Initially, organizations chose HCI to simplify infrastructure and accelerate provisioning. Now, they view HCI as a hybrid cloud foundation to effectively extend operations to data centers beyond their own. They’re also interested in leveraging container technology to deploy applications quickly and easily across multiple environments, assisted and automated through orchestration platforms like Kubernetes. This calls for a more complete approach to HCI.
The Need for Full-Stack HCI
“Today, customers are focused on full-stack HCI,” said John Gilmartin, senior vice president and general manager of the VMware Cloud Platform Business Unit during VMworld 2020.
Gilmartin characterized full-stack HCI as the new starting point for a complete, automated private cloud infrastructure. “And customers are using that private cloud as a jumping off point to extend out to the hybrid cloud,” he said.
To pivot fast, organizations are thinking about delivering developer-ready application services on top of a hybrid cloud infrastructure. This would make it easier for developers to consume developer-centric services and collaborate with operational teams. VMware’s Tanzu portfolio, for example, provides that capability, modernizing application delivery over a hyperconverged infrastructure.
An HCI-based cloud platform positions IT teams to automate and orchestrate infrastructure elements, making systems easier to architect and deploy. Once they’ve done so, the cloud platform allows organizations to use the same on-premises system to manage its entire cloud ecosystem, from the edge to the public cloud.
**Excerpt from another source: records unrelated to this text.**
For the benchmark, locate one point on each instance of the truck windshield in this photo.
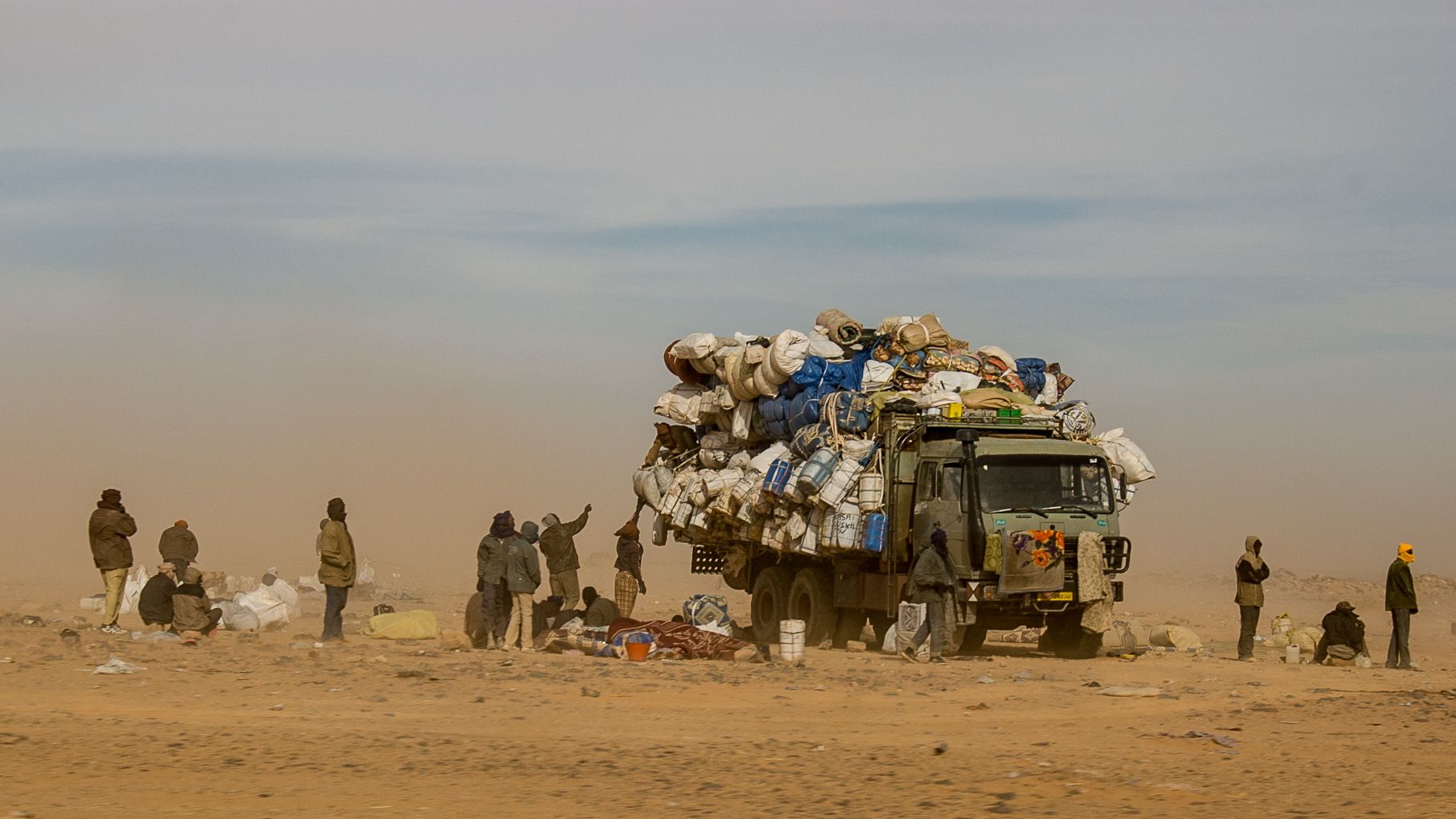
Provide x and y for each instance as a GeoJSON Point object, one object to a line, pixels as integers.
{"type": "Point", "coordinates": [1043, 481]}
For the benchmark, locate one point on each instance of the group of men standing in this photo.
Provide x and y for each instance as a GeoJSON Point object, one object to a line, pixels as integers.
{"type": "Point", "coordinates": [509, 573]}
{"type": "Point", "coordinates": [175, 598]}
{"type": "Point", "coordinates": [1344, 632]}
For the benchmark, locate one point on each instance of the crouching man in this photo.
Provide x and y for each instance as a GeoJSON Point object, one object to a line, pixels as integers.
{"type": "Point", "coordinates": [193, 614]}
{"type": "Point", "coordinates": [1344, 637]}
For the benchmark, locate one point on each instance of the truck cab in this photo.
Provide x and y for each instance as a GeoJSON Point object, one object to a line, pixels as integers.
{"type": "Point", "coordinates": [985, 479]}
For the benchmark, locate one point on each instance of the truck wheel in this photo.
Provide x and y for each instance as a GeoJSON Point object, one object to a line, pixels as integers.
{"type": "Point", "coordinates": [850, 626]}
{"type": "Point", "coordinates": [1079, 646]}
{"type": "Point", "coordinates": [811, 600]}
{"type": "Point", "coordinates": [974, 639]}
{"type": "Point", "coordinates": [770, 602]}
{"type": "Point", "coordinates": [1067, 641]}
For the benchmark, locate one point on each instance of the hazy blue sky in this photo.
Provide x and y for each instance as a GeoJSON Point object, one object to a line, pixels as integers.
{"type": "Point", "coordinates": [427, 255]}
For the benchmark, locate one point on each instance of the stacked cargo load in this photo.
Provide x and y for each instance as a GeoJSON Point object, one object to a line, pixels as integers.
{"type": "Point", "coordinates": [781, 449]}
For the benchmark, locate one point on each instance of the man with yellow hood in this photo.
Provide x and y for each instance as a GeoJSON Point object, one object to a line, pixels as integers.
{"type": "Point", "coordinates": [1250, 572]}
{"type": "Point", "coordinates": [1399, 601]}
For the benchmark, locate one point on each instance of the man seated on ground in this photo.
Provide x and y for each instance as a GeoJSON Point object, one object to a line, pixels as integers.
{"type": "Point", "coordinates": [600, 611]}
{"type": "Point", "coordinates": [1344, 637]}
{"type": "Point", "coordinates": [193, 614]}
{"type": "Point", "coordinates": [154, 604]}
{"type": "Point", "coordinates": [543, 614]}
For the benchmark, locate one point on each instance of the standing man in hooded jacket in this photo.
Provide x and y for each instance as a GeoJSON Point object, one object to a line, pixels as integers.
{"type": "Point", "coordinates": [490, 581]}
{"type": "Point", "coordinates": [178, 547]}
{"type": "Point", "coordinates": [1251, 572]}
{"type": "Point", "coordinates": [111, 552]}
{"type": "Point", "coordinates": [1399, 601]}
{"type": "Point", "coordinates": [932, 582]}
{"type": "Point", "coordinates": [561, 556]}
{"type": "Point", "coordinates": [523, 577]}
{"type": "Point", "coordinates": [337, 570]}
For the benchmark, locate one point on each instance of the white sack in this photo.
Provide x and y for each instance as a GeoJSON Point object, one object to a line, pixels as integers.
{"type": "Point", "coordinates": [696, 345]}
{"type": "Point", "coordinates": [1127, 456]}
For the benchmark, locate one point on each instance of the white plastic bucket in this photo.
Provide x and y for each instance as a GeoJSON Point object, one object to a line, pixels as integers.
{"type": "Point", "coordinates": [791, 641]}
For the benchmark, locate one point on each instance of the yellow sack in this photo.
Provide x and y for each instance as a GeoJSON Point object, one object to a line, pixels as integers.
{"type": "Point", "coordinates": [402, 626]}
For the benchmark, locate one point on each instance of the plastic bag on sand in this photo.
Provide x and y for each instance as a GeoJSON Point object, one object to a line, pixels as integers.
{"type": "Point", "coordinates": [238, 617]}
{"type": "Point", "coordinates": [131, 593]}
{"type": "Point", "coordinates": [156, 637]}
{"type": "Point", "coordinates": [117, 665]}
{"type": "Point", "coordinates": [1174, 637]}
{"type": "Point", "coordinates": [270, 611]}
{"type": "Point", "coordinates": [418, 625]}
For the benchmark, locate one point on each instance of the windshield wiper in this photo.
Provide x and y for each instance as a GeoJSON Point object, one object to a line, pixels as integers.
{"type": "Point", "coordinates": [1083, 509]}
{"type": "Point", "coordinates": [1021, 509]}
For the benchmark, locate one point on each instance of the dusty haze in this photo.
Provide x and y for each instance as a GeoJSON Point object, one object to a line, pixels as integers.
{"type": "Point", "coordinates": [257, 257]}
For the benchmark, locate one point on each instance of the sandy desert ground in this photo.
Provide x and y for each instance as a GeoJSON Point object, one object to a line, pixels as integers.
{"type": "Point", "coordinates": [274, 728]}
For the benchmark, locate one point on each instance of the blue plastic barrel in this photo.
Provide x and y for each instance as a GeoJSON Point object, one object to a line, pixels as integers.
{"type": "Point", "coordinates": [778, 476]}
{"type": "Point", "coordinates": [817, 470]}
{"type": "Point", "coordinates": [875, 529]}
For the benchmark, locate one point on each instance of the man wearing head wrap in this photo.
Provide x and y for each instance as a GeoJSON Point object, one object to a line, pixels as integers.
{"type": "Point", "coordinates": [1344, 636]}
{"type": "Point", "coordinates": [561, 554]}
{"type": "Point", "coordinates": [111, 552]}
{"type": "Point", "coordinates": [630, 568]}
{"type": "Point", "coordinates": [1251, 572]}
{"type": "Point", "coordinates": [490, 581]}
{"type": "Point", "coordinates": [337, 570]}
{"type": "Point", "coordinates": [1399, 601]}
{"type": "Point", "coordinates": [523, 577]}
{"type": "Point", "coordinates": [178, 547]}
{"type": "Point", "coordinates": [154, 604]}
{"type": "Point", "coordinates": [932, 582]}
{"type": "Point", "coordinates": [191, 609]}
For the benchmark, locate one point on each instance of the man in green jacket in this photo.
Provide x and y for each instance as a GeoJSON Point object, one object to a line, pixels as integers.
{"type": "Point", "coordinates": [1250, 572]}
{"type": "Point", "coordinates": [559, 547]}
{"type": "Point", "coordinates": [490, 581]}
{"type": "Point", "coordinates": [337, 570]}
{"type": "Point", "coordinates": [1399, 601]}
{"type": "Point", "coordinates": [111, 552]}
{"type": "Point", "coordinates": [932, 582]}
{"type": "Point", "coordinates": [523, 577]}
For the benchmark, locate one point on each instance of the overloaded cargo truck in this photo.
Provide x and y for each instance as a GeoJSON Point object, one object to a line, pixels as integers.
{"type": "Point", "coordinates": [973, 476]}
{"type": "Point", "coordinates": [813, 481]}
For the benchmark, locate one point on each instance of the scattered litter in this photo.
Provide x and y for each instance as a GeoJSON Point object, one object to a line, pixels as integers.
{"type": "Point", "coordinates": [1126, 691]}
{"type": "Point", "coordinates": [1216, 738]}
{"type": "Point", "coordinates": [117, 665]}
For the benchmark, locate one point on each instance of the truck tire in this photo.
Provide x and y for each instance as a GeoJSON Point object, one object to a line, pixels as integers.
{"type": "Point", "coordinates": [1066, 639]}
{"type": "Point", "coordinates": [849, 626]}
{"type": "Point", "coordinates": [770, 602]}
{"type": "Point", "coordinates": [1079, 646]}
{"type": "Point", "coordinates": [973, 639]}
{"type": "Point", "coordinates": [811, 600]}
{"type": "Point", "coordinates": [882, 623]}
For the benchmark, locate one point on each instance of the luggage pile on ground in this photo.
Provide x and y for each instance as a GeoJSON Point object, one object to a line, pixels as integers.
{"type": "Point", "coordinates": [779, 449]}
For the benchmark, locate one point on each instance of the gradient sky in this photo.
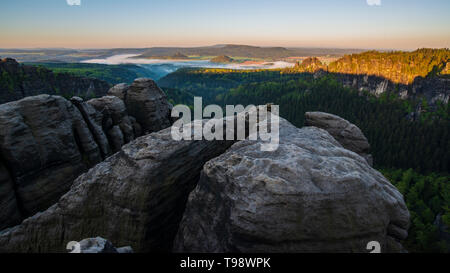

“It really comes down to developing that cloud operating model,” Gilmartin said, “and focusing more time and energy servicing the needs of application teams and helping them be productive and successful.”
HCI In the Real World
T-Systems International GmbH, headquartered in Germany, helps clients with digital transformations, managing companies’ journey to the cloud. At VMworld 2020, Thomas Rumpf, T-Systems’ Chief Technology Officer for private cloud, said that virtually all the company’s clients were using one of more public clouds. But most workloads ran on-premises or via a hosted platform.
“We were looking for a solution that let us serve these clients on-premises or in a T-Systems data center, but also in the cloud,” Rumpf said. “A platform that let us run traditional applications next to cloud-native, containerized applications on the same platform.”
Rumpf said T-Systems also wanted a solution for quickly rolling out infrastructure, so it could be more agile and scale up and down more easily. The company adopted VMware’s solution and rolled it out in April to positive customer feedback.
“T-Systems’ VMware Cloud Foundation-based platform provides clients with a consistent infrastructure and a consistent operating model that lets them move into the cloud at their own pace,” Rumpf told attendees. “They can use their existing tools and processes and manage their workloads, whether hosted on T-Systems’ platform or on VMware Cloud on AWS. With the help of AWS, we are able to provide a private cloud experience that truly looks and feels like a public cloud.”
One T-Systems customer said they deployed a distributed application in less than three hours—a process that previously took five days.
Next Steps
HCI serves as the ideal solution for everything from data persistence to enabling disaster recovery in the cloud. Here’s how organizations get started:
- Evolve to the private cloud by deploying full-stack HCI in the data center. This will make developers more productive and reduce the amount of time spent managing infrastructure.
- Extend to the hybrid cloud using a consistent operating model across private and public clouds. This will allow organizations to move workloads and perform disaster recovery consistently without re-platforming applications.
- Ensure developer readiness with a set of consistent services on top of the hybrid cloud. This will help developers consume infrastructure the way they need to—quickly and easily.
“When we talk about what's driving all this thinking about infrastructure strategy, it's all about applications,” Gilmartin said. “The needs of developers and application owners are driving infrastructure strategy.” And the future-ready path forward is hyperconverged infrastructure.